Seven of the 12 TSX subgroups were higher by noon hour, led by energy, gushing 3.9%, health-care, haler by 3.2%, and information technology, clicking 1% higher.

The four laggards were weighed most by utilities, down 1.1%, real-estate, off 0.8%, and gold, dulling 0.5%.

Industrials were unchanged by noon EST.

ON WALLSTREET

U.S. stocks were little changed on Wednesday, taking a breather following a strong start to the month that lifted the S&P 500 and NASDAQ Composite to record highs in the previous session.

The Dow Jones Industrials reached noon up 3.15 points to 29,827.07. Dow component Salesforce announced it is acquiring messaging platform Slack for $27.7 billion after the bell on Tuesday. The Slack deal marks the cloud software vendor’s largest deal ever. Shares of Salesforce were off 7%.

The S&P 500 forged ahead 3.43 points on top of Tuesday’s closing high at 3,665.88.

The NASDAQ dropped 10.04 points from Tuesday’s all-time closing peak to 12,345.07.

That decline was offset by gains in bank and energy names. Chevron was the best-performing stock in the Dow, rising 3.8%. JPMorgan Chase and Goldman Sachs each advanced more than 1%.

Investors digested more positive Covid-19 vaccine news on Wednesday. The UK authorized the Pfizer-BioNTech vaccine for use, marking another step in the global battle against the pandemic.

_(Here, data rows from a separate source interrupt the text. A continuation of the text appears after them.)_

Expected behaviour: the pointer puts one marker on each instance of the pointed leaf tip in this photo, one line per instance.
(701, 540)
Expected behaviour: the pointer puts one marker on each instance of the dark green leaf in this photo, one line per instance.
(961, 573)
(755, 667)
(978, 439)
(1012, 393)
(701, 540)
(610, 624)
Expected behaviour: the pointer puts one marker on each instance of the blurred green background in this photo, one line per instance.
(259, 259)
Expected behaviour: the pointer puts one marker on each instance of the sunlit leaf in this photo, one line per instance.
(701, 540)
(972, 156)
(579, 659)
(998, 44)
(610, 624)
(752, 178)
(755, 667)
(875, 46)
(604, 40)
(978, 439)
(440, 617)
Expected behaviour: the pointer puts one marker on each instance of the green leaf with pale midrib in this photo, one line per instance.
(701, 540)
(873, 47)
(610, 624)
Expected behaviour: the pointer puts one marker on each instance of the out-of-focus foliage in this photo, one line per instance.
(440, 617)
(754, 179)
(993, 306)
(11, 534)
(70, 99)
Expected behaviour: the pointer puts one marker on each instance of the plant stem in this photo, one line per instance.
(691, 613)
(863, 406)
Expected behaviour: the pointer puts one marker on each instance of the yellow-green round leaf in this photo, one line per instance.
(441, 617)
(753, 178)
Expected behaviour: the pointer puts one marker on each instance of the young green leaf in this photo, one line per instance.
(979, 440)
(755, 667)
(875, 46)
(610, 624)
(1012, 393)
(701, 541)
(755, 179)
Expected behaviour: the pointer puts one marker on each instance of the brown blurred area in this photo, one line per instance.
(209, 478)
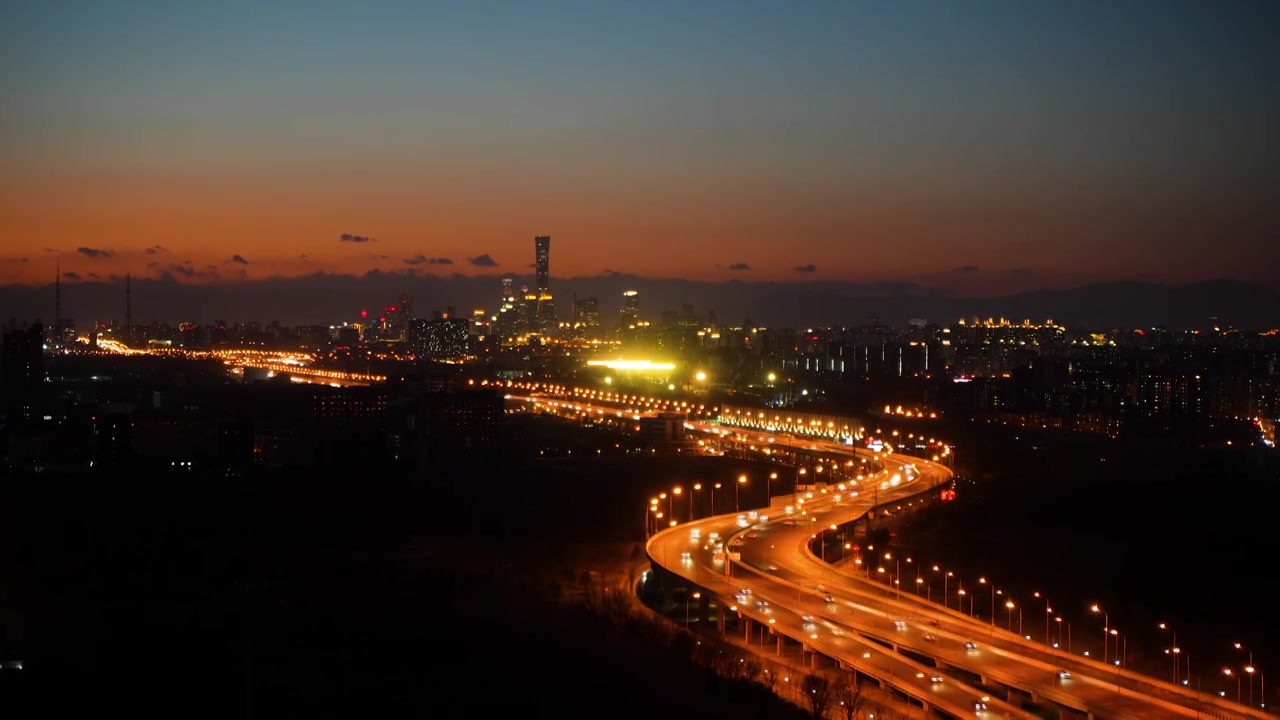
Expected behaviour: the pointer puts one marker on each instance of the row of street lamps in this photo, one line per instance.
(1109, 633)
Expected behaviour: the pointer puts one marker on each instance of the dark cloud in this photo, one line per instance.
(425, 260)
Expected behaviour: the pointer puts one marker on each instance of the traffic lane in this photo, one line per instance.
(881, 620)
(833, 641)
(1016, 666)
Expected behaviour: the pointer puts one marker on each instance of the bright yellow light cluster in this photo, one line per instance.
(631, 364)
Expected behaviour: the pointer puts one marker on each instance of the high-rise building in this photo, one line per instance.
(630, 314)
(507, 320)
(444, 338)
(22, 374)
(543, 259)
(586, 318)
(544, 310)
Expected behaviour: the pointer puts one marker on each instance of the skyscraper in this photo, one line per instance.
(544, 311)
(543, 247)
(630, 314)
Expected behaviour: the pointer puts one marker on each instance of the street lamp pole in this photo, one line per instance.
(1106, 628)
(1047, 613)
(1229, 674)
(1249, 670)
(1173, 651)
(992, 588)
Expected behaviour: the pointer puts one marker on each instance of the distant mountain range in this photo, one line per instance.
(328, 299)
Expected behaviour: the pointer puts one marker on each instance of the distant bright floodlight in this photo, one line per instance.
(631, 364)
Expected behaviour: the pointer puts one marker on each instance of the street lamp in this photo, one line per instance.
(1047, 613)
(1249, 669)
(1173, 651)
(1106, 627)
(983, 582)
(1229, 674)
(946, 577)
(695, 596)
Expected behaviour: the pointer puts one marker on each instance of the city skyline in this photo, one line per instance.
(982, 154)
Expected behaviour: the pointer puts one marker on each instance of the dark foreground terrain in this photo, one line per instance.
(1153, 534)
(302, 597)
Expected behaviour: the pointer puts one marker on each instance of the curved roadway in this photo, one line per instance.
(867, 623)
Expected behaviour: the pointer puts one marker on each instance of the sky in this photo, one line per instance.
(978, 146)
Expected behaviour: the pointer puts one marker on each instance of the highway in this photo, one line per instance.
(949, 661)
(778, 566)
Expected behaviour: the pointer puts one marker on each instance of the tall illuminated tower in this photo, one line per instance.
(543, 261)
(630, 314)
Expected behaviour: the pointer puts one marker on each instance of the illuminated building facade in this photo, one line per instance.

Wednesday’s losses came after Senate Majority Leader Mitch McConnell rejected a bipartisan proposal for a $908-billion stimulus package aimed at breaking the stalemate over new stimulus in Congress.

Equities were also under pressure after President-elect Joe Biden told The New York Times he would not immediately remove tariffs placed by the Trump administration targeting China.

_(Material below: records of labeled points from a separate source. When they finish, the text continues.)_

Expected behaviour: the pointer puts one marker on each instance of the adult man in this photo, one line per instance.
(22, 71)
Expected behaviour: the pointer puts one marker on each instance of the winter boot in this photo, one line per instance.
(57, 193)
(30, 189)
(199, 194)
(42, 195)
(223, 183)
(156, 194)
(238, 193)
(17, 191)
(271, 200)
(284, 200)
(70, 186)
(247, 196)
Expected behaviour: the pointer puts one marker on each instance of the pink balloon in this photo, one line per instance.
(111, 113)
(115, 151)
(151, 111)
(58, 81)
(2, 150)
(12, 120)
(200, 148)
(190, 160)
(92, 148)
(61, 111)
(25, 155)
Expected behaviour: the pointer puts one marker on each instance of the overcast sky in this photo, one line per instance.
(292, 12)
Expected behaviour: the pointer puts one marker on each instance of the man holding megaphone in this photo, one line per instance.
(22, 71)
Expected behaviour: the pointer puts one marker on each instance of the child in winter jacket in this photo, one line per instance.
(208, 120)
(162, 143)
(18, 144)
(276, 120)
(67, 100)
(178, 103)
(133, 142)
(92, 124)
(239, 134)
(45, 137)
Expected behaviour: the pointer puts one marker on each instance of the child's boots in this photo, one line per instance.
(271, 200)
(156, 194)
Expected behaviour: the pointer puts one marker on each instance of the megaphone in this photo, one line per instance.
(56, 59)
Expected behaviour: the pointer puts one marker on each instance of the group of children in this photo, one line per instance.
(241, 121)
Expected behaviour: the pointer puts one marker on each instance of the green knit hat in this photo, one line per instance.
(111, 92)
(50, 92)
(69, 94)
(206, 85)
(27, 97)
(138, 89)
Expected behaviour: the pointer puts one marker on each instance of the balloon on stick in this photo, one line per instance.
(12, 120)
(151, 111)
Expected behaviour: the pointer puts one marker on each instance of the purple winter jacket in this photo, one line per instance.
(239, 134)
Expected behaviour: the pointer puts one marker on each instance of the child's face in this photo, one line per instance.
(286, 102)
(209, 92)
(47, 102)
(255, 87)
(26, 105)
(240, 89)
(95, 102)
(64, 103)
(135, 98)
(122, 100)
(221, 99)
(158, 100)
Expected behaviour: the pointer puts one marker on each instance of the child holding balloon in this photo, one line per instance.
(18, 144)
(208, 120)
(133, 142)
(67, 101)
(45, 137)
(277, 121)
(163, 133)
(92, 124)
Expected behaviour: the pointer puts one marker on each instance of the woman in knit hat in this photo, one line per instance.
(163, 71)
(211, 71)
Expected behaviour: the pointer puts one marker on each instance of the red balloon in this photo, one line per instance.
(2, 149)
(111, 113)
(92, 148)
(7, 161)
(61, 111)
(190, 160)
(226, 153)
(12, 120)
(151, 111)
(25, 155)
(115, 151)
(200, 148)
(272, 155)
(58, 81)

Despite the positive vaccine data, Federal Reserve Chairman Jerome Powell called the economic outlook "extraordinarily uncertain" on Tuesday when he and Treasury Secretary Steven Mnuchin spoke before Congress this week as part of mandated updates on CARES Act funding. Mnuchin did call on Congress for $300 billion in aid for restaurants heading into the winter months.

On the data front, private payrolls rose by 307,000 in November, according to ADP. Economists polled by Dow Jones are expecting 475,000 private jobs were added in November, compared to the 365,000 added in October. The number was also the lowest since July. ADP’s report comes days ahead of the U.S. Labor Department’s monthly jobs report.

Prices for the 10-Year Treasury retreated, pushing yields up to 0.95% from Tuesday’s 0.92%. Treasury prices and yields move in opposite directions.

Oil prices acquired 93 cents to $45.48 U.S. a barrel.

Gold prices rose $12.90 to $1,831.80 U.S.